LLMs, the notice states, “are a type of Gen AI that use deep learning techniques and large data sets of language to identify, summarize, predict and generate new text-based content.”

Generative AI technology “presents both promising opportunities for investors and member firms and some attendant risks,” FINRA’s 2024 Annual Regulatory Oversight Report pointed out.

New AI tools “have the ability to analyze and synthesize vast sets of financial and market data, summarize large and complex documents, and power educational resources that may help investors at all experience levels understand and navigate markets more effectively,” according to the notice.

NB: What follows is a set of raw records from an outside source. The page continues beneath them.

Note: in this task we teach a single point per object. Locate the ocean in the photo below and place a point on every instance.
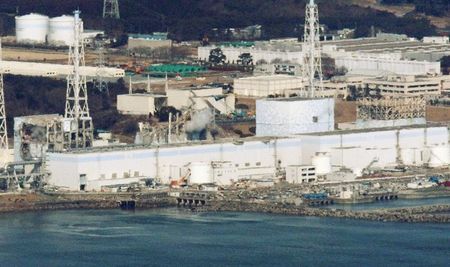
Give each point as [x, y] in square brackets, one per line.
[176, 237]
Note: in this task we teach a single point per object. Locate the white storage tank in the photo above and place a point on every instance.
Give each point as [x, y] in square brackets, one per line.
[322, 162]
[201, 173]
[61, 31]
[439, 156]
[31, 29]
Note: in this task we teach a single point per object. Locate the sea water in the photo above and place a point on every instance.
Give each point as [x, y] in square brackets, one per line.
[176, 237]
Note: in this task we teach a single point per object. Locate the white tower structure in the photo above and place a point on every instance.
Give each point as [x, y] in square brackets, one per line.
[77, 110]
[111, 9]
[312, 62]
[3, 132]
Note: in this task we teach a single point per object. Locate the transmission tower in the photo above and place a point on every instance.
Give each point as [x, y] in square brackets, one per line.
[3, 132]
[100, 83]
[77, 110]
[111, 9]
[312, 62]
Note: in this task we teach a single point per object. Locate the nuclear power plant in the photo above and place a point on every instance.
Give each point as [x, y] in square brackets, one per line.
[297, 138]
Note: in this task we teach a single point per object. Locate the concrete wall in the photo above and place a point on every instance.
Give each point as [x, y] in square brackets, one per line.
[168, 162]
[403, 67]
[282, 117]
[262, 86]
[136, 104]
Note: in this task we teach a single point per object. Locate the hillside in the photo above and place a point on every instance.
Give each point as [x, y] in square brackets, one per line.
[190, 20]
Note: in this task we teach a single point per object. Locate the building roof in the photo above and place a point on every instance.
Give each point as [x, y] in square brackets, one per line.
[271, 78]
[156, 36]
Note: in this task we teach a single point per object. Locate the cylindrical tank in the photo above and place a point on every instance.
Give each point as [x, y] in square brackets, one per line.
[201, 173]
[61, 31]
[439, 156]
[31, 29]
[322, 162]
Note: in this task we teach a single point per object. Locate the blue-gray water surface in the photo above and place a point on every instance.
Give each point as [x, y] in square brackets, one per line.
[172, 237]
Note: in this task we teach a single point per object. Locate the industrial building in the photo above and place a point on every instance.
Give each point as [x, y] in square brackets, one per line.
[263, 86]
[362, 64]
[32, 29]
[353, 149]
[396, 85]
[49, 70]
[199, 98]
[40, 29]
[286, 116]
[389, 53]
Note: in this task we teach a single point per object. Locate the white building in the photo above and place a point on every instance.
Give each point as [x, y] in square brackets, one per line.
[262, 52]
[48, 70]
[286, 116]
[200, 98]
[360, 64]
[415, 145]
[140, 104]
[262, 86]
[436, 40]
[31, 29]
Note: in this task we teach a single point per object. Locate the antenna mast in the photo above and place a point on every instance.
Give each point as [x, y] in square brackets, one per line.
[3, 131]
[111, 9]
[77, 110]
[312, 62]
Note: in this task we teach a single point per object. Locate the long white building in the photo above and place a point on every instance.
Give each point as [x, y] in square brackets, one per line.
[49, 70]
[388, 53]
[354, 149]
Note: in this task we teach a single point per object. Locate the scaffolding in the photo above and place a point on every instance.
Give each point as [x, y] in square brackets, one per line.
[3, 131]
[312, 62]
[391, 108]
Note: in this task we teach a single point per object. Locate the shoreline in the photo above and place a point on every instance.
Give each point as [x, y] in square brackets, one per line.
[17, 203]
[418, 214]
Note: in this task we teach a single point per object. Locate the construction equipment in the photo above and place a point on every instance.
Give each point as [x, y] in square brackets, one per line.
[182, 182]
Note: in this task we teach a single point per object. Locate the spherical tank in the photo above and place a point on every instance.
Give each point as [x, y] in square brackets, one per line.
[439, 156]
[61, 31]
[201, 173]
[322, 162]
[31, 29]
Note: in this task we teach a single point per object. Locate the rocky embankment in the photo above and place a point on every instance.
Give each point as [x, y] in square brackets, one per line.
[432, 214]
[36, 202]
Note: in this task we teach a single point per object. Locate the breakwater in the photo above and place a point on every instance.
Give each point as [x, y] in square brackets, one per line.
[37, 202]
[432, 214]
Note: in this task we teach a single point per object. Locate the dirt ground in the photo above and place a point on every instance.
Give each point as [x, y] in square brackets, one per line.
[56, 56]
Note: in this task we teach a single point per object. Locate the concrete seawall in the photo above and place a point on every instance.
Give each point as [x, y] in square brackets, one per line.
[38, 202]
[432, 214]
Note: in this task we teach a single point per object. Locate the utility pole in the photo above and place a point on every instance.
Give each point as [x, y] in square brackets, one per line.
[3, 131]
[312, 61]
[111, 9]
[77, 109]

The tools also “may allow an associated person to, for example, easily locate and query a member firm’s policies and procedures or forms, to generate summaries derived from the member firm’s research reports, or to obtain issuer-specific information by drawing on SEC filings and earnings call transcripts,” according to FINRA.

Broker-dealers also may be able to leverage Gen AI tools “to aid in surveillance by, for example, generating reports with summaries for the member firm’s (human) compliance personnel of potential evidence of malfeasance, such as market abuse or insider trading,” the notice states.

“While these potential uses are promising, the development of Gen AI also has been marked by concerns about accuracy, privacy, bias, intellectual property, and possible exploitation by threat actors, among others,” FINRA states.